Tackling Gender Bias Using Analytics

Using SQLite and Arctype visualizations to explore a US Bureau of Labor Statistics dataset with the goal of learning more about the gender wage gap.

4 months ago   •   8 min read

By Igor Bobriakov
Table of contents

Introduction

Chances are, when you hear "0.77 cents on the dollar," an increasingly contentious subject— the gender pay gap—comes to mind.  Today, we will explore a US Bureau of Labor Statistics dataset containing information about America's workforce (as of Jan. 2015) to answer the following questions:

  • Which industries are most and least affected?
  • Is the gender wage gap the same across all industries?
  • How much does an average American salary vary by gender?
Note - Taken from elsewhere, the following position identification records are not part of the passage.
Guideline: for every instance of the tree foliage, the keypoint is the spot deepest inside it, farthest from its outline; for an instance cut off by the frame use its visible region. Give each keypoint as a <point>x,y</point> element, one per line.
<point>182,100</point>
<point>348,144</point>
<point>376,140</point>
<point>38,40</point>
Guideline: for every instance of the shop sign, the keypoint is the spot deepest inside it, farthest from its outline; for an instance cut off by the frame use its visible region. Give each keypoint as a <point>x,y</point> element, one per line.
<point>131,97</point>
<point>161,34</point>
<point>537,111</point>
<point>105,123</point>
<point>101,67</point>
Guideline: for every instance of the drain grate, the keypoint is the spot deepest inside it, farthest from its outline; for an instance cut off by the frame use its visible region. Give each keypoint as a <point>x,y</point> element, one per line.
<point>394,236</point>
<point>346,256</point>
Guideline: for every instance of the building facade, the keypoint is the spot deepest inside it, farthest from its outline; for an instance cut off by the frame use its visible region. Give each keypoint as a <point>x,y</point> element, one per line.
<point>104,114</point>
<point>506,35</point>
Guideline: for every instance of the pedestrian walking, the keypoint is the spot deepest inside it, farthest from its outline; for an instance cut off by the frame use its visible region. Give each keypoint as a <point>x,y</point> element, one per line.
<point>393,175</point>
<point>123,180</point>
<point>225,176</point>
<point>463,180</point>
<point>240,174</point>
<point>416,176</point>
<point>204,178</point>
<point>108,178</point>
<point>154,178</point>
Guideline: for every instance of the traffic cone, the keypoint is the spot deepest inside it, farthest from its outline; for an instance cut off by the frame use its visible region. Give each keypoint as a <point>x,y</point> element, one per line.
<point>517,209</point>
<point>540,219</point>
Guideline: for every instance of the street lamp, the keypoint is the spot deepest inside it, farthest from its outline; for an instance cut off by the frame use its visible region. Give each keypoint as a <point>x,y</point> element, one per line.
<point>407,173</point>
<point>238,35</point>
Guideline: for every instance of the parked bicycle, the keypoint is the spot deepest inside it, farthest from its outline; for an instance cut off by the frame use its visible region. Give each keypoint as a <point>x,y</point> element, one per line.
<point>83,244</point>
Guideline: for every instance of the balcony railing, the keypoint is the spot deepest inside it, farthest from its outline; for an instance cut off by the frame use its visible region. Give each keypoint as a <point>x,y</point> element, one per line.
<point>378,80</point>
To answer these questions, we'll be importing the dataset mentioned above (available on Kaggle) into an Arctype SQLite database, where we'll use queries and dashboards to manipulate and interpret the data.

Exploring the dataset

The dataset contains 558 instances (or rows) and seven attributes (or columns). Before moving on to statistics, we’ll need to load our dataset into Arctype. Arctype is an easy-to-use SQL client for PostgreSQL, MySQL, and SQLite. With Arctype, you can create tables and visualize the dataset without the hassle of coding.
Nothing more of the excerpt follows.